Sunday, November 8, 2015
Exhibit Hall 1 (Salt Palace Convention Center)
Blair Kathryn Brettmann, Institute for Molecular Engineering, University of Chicago, Chicago, IL

In the coming years I aim to establish an independent research program focused on molecular interactions and behavior in complex systems. I have set this direction due to my PhD work on molecular level mixing in pharmaceutical drug products and from my time in the building materials industry, where I noted a large unmet need for deeper understanding of complex products, especially polymer composites. As a future principle investigator, my research program will combine a scientific understanding of behavior and structure on the molecular to micron scale with a drive towards complex systems encountered in realistic applications. 

During my PhD at the Massachusetts Institute of Technology with Bernhardt Trout and Allan Myerson, I was part of the MIT-Novartis Center for Continuous Manufacturing. We focused on transitioning from batch to continuous processing of pharmaceuticals, and, as part of the downstream team, I developed an electrospinning-based method of mixing polymer excipients with active ingredients in solution and drying into a film that could be processed into a tablet. Key to adoption of our manufacturing process was a thorough understanding of the mixing of the active ingredient with the polymer and how that affects the properties of the final drug product. Using solid-state NMR, I was able to confirm homogeneous mixing with no phase separation, which provided enhanced stability and drug release behavior. For rapid development and high quality products, studies such as this on molecular to micron scale behavior are essential at early stages of process and product development. This was also evident during my two years at Saint-Gobain, where I worked on projects relating to solution deposition of coatings from polymer and particle mixtures.
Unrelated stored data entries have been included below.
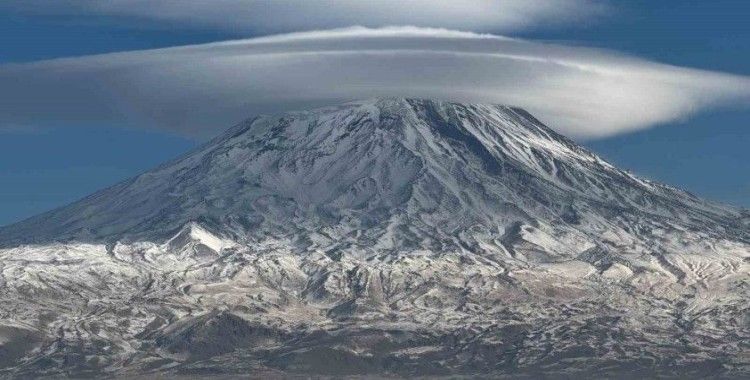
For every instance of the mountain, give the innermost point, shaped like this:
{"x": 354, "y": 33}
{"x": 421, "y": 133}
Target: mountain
{"x": 391, "y": 236}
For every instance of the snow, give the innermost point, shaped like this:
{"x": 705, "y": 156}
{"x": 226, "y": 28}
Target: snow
{"x": 388, "y": 214}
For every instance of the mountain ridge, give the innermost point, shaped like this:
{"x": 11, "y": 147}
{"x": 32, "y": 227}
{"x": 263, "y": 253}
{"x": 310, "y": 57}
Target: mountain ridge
{"x": 386, "y": 237}
{"x": 445, "y": 127}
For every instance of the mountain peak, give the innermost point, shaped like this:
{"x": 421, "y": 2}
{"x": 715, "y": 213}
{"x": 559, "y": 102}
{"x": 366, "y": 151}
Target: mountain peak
{"x": 414, "y": 164}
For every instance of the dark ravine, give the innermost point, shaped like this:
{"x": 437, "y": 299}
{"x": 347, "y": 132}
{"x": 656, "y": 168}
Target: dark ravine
{"x": 387, "y": 238}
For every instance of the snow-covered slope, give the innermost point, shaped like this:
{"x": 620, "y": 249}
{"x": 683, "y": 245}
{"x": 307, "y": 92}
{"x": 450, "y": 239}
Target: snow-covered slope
{"x": 385, "y": 236}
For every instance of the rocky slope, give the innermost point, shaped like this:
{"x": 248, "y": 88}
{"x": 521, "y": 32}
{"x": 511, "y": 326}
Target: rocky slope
{"x": 389, "y": 237}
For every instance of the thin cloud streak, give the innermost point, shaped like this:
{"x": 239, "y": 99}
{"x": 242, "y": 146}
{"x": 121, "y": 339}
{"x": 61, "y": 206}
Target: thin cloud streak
{"x": 269, "y": 16}
{"x": 199, "y": 90}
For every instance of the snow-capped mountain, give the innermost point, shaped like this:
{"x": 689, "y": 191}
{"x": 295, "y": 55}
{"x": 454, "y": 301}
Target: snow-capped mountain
{"x": 387, "y": 237}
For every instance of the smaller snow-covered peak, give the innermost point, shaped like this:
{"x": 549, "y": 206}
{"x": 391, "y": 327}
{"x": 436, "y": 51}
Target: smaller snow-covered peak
{"x": 193, "y": 234}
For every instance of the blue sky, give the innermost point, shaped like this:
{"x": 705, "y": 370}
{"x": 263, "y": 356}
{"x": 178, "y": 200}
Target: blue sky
{"x": 48, "y": 165}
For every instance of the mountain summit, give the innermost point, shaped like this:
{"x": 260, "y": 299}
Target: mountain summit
{"x": 409, "y": 168}
{"x": 403, "y": 236}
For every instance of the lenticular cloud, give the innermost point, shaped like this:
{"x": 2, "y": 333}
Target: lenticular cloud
{"x": 201, "y": 89}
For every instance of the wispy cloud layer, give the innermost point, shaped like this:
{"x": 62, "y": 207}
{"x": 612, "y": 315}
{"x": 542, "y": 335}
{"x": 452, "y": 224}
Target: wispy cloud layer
{"x": 201, "y": 89}
{"x": 293, "y": 15}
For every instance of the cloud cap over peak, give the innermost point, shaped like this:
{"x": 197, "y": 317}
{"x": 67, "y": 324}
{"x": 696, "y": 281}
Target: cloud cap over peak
{"x": 268, "y": 16}
{"x": 201, "y": 89}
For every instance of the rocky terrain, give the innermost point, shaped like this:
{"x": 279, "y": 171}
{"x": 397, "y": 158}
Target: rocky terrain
{"x": 382, "y": 238}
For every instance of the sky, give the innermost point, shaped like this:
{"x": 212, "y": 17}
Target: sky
{"x": 658, "y": 88}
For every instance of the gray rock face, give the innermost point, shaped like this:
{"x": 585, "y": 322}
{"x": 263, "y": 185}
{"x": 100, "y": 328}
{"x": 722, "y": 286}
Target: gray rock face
{"x": 389, "y": 237}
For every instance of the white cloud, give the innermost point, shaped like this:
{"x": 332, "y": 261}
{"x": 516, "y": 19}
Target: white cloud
{"x": 202, "y": 89}
{"x": 292, "y": 15}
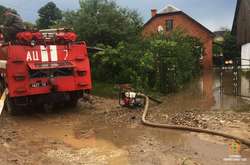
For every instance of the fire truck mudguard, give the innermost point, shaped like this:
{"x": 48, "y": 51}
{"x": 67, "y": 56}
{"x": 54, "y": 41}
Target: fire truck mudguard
{"x": 51, "y": 68}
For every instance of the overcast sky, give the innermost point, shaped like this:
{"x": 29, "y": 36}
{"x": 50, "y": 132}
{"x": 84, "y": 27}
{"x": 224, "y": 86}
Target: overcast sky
{"x": 213, "y": 14}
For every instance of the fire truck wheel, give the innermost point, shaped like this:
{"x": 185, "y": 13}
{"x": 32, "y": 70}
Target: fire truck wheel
{"x": 72, "y": 102}
{"x": 12, "y": 108}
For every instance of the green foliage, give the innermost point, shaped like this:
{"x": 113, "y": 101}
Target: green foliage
{"x": 103, "y": 22}
{"x": 49, "y": 15}
{"x": 230, "y": 48}
{"x": 2, "y": 9}
{"x": 160, "y": 63}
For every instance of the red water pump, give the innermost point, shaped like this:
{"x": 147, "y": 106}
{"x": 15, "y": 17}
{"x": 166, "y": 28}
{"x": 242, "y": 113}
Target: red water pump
{"x": 129, "y": 98}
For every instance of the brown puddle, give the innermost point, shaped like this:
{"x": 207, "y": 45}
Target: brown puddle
{"x": 88, "y": 134}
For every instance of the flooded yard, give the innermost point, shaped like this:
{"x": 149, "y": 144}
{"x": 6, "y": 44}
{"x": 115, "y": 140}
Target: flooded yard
{"x": 103, "y": 133}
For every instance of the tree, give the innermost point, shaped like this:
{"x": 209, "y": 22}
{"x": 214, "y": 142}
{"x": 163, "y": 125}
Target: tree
{"x": 2, "y": 9}
{"x": 49, "y": 15}
{"x": 102, "y": 21}
{"x": 230, "y": 49}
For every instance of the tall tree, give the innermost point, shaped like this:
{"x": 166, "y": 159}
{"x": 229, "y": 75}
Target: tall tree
{"x": 230, "y": 48}
{"x": 48, "y": 15}
{"x": 102, "y": 21}
{"x": 2, "y": 9}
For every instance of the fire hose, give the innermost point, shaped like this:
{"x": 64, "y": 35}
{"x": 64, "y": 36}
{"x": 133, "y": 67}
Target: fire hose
{"x": 185, "y": 128}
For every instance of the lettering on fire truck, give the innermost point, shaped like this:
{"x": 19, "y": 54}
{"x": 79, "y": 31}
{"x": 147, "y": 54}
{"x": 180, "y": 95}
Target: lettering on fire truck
{"x": 45, "y": 55}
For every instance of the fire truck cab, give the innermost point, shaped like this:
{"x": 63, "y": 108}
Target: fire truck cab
{"x": 45, "y": 67}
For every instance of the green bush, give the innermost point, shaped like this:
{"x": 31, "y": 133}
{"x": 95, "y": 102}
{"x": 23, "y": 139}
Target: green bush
{"x": 161, "y": 63}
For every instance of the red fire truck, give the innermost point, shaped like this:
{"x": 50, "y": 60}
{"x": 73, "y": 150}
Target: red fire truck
{"x": 45, "y": 67}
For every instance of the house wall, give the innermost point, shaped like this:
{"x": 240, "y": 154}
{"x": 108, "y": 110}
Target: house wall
{"x": 245, "y": 56}
{"x": 190, "y": 27}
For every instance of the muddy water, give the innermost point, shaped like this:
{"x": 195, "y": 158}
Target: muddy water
{"x": 210, "y": 92}
{"x": 92, "y": 135}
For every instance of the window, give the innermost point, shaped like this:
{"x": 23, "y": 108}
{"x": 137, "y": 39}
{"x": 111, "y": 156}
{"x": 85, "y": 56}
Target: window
{"x": 169, "y": 25}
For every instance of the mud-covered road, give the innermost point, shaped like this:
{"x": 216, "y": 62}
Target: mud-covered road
{"x": 102, "y": 133}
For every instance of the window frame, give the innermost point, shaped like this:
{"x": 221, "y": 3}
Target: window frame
{"x": 169, "y": 25}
Driven by a desire to understand molecular interactions in the types of complex systems I worked with at Saint-Gobain, my post-doctoral research at the University of Chicago with Matthew Tirrell in conjunction with Phillip Pincus at the University of California Santa Barbara has been focused on modeling polyelectrolyte brush collapse in the presence of multivalent ions. This has allowed me to explore the behavior of industrially relevant materials in much greater depth, with the end goal of improving control of their properties and utility for a wider variety of applications.

Going forward, an understanding of the detailed interactions and behaviors of mixtures will become increasingly important as products with higher levels of functionality are developed and require more complex combinations of components, all while maintaining low production costs. This is the case for applications ranging from pharmaceutical products to energy efficient building materials, and my future research will focus on improving the understanding of these systems in order to greatly reduce the time for development of new products and improve the overall performance and quality.